With Pinterest it really wouldn’t be hard for an affiliate to take a merchant datafeed, write some sort of auto-pin script, and flood Pinterest with thousands or even millions of pins. It wouldn’t take long before Pinterest becomes useless.

So that gives some great justification for the merchant mentioned earlier prohibiting affiliates from posting links on social sharing sites. If users were to see tons of links all sending them to one merchant the backlash would be at that merchant, not the affiliate. I can’t blame that merchant at all for updating their terms of service and I fully expect to see many more merchants follow suit.

Does that mean that Pinterest can’t be used by affiliates? Of course not. There are many ways affiliates can effectively use Pinterest. Here are a few ideas I have thought of. Of course I am not the rule maker for Pinterest and you can do whatever you feel comfortable doing but these were just some thoughts I had as I figure out how to use Pinterest myself:

1. Don’t be a tool – This applies to nearly all forms of social media. If you go in and start pinning everything on every site you have you might be a tool. Space your pins out, don’t just blindly pin all the pages on your site, and try to use Pinterest as the makers intended.

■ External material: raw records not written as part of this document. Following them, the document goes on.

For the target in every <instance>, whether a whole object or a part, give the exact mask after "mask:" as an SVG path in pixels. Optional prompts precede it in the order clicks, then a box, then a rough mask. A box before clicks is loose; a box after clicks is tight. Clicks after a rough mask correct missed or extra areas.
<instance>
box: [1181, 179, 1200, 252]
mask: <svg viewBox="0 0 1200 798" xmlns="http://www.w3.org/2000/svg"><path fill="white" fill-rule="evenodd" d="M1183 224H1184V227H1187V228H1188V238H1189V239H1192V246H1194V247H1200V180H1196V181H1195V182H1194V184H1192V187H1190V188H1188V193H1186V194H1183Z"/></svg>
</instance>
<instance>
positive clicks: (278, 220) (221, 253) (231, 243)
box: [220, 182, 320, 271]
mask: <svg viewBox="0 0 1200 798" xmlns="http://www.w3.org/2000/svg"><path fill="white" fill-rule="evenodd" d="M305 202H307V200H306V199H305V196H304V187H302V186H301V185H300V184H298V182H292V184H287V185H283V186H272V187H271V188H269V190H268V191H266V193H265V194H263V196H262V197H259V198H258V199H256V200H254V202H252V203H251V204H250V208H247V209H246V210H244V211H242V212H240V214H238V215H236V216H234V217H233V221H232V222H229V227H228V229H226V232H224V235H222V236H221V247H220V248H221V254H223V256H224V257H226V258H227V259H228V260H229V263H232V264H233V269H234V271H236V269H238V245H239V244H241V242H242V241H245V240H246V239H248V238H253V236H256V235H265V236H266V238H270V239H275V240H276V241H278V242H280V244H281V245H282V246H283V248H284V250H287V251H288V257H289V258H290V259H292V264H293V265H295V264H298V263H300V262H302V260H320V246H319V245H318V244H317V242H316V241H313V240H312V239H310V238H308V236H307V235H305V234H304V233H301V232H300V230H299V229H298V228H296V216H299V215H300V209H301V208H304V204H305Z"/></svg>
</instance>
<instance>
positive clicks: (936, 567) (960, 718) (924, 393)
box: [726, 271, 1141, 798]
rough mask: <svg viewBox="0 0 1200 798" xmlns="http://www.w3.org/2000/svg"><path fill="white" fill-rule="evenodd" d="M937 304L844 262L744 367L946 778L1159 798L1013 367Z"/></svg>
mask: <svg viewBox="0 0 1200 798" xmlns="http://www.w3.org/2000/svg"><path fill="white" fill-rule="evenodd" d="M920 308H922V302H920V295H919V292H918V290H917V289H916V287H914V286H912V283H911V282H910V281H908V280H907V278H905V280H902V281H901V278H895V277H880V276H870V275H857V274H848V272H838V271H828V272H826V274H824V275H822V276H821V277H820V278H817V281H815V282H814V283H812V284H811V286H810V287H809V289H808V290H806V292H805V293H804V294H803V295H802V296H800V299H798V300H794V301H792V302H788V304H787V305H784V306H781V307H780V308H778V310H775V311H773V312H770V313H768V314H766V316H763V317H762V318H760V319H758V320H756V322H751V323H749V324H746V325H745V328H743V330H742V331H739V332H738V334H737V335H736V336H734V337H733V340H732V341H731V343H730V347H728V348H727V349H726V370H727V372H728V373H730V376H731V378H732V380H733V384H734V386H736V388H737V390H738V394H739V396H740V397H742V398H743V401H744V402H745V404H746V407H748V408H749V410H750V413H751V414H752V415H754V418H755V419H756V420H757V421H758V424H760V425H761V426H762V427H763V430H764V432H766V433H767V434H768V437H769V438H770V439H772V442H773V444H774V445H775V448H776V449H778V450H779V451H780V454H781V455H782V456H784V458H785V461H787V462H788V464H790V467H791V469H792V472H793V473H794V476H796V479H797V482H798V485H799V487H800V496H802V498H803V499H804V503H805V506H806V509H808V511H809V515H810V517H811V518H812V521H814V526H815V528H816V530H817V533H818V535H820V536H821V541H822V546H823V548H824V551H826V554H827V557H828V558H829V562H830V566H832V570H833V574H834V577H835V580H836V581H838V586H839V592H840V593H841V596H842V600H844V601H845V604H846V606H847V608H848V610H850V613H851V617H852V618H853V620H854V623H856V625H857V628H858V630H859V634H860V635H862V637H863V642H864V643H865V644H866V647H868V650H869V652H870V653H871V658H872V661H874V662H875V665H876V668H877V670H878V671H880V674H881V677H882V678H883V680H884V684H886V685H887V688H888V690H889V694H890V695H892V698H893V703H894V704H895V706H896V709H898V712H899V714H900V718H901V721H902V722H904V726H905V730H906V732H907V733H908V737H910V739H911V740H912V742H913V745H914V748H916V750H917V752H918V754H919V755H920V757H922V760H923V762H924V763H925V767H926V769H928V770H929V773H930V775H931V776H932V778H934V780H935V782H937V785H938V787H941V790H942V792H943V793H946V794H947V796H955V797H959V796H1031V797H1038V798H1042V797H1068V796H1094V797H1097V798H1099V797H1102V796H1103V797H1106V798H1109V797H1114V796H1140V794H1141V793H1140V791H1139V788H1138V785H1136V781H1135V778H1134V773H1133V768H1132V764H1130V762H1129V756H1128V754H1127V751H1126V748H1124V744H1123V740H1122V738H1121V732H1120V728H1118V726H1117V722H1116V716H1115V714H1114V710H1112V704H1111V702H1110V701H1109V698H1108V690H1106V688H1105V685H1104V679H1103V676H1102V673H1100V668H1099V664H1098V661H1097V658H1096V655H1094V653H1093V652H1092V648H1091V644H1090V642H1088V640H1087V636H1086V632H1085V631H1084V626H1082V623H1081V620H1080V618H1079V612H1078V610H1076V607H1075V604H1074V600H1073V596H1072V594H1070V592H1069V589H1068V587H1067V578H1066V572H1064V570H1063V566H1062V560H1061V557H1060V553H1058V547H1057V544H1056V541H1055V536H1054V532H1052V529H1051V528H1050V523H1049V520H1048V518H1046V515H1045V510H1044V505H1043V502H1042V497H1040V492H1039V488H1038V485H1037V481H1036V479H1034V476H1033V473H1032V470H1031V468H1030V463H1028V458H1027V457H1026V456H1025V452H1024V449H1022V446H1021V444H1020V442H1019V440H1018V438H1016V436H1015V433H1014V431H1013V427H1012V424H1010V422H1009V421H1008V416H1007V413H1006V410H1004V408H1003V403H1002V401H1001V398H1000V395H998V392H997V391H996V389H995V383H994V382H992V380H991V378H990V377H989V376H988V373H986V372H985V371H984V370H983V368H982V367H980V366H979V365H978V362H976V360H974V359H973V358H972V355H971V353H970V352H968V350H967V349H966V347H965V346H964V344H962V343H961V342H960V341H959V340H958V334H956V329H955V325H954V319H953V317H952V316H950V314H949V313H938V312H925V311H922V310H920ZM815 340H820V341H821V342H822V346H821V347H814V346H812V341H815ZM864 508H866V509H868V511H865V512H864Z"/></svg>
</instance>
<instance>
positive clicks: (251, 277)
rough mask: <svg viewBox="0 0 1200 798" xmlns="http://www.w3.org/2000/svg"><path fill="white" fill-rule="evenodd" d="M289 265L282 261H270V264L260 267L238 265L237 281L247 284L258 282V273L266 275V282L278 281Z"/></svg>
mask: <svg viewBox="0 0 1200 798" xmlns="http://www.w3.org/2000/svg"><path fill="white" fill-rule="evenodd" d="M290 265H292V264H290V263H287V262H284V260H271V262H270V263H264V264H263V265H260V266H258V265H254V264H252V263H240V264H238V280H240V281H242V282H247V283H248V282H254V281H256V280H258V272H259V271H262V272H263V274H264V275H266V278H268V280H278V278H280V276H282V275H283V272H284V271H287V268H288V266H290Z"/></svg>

2. Create some topical boards for your pins – Here is an exampe: I have a site selling Seahawks gear. There are probably 1,000 products on the site. Rather than just post every page I want to break it down a bit and create some more topical pages. Since Pinterest is slanted towards women right now (I think 70+% of the users are women) I wanted to make something that could relate a bit more to them. So I created a board dealing with decorating a bedroom with Seahawks gear. I then went and pinned a few items from my site. http://pinterest.com/drcool73/seahawks-bedroom/. Eventually I will go in and add some more products from other sites so everything isn’t just coming from my site.

But rather than just throwing all the Seahawks stuff on that site on one board I want to break it down so people will follow my specific boards and repin specific items.

3. Think like a woman – Since the main audience in Pinterest is women you need to think like a woman. What would a woman want to share? What are they interested in talking about? What are they likely to re-pin? For some of us that is hard but for many of you it will come pretty easy.

4. Engage other users – Just like any other form of social media you need to engage others. Repin stuff other people post, follow others with similar interests, and connect with users just like you would if you were to use Facebook or Twitter effectively. If you can get some of the heavy hitters to share your pins that can be a good generator of traffic.

5. Be careful about direct to merchant links – Rather than linking direct to a merchant site make the links go to your site. It would be very easy for Pinterest to decide they want to make money and start overwriting affiliate links. And currently some of the direct links don’t track properly. Some like Amazon do but just to be on the safe side I want to send people to my site and not directly to the merchant when I can.

6. Make yourself worth following – If you just pin garbage nobody will share your stuff. To really be effective on Pinterest you want other to follow and repin your pins. So make sure you are posting stuff people are interested in.

Those are just a couple ideas I thought of off the top of my head. I (like most people) am just starting to use Pinterest and I am sure as it grows and matures the rules will change and there will be new ways to use it to generate traffic to your affiliate sites.

I think Pinterest and affiliates can co-exist very well assuming both parties are responsible. If Pinterest decides to just flat out ban affiliate links or starts overwriting tracking codes that would be bad. If affiliates start auto-pinning everything under the sun that is bad. Both parties need to act responsibly and sooner rather than later.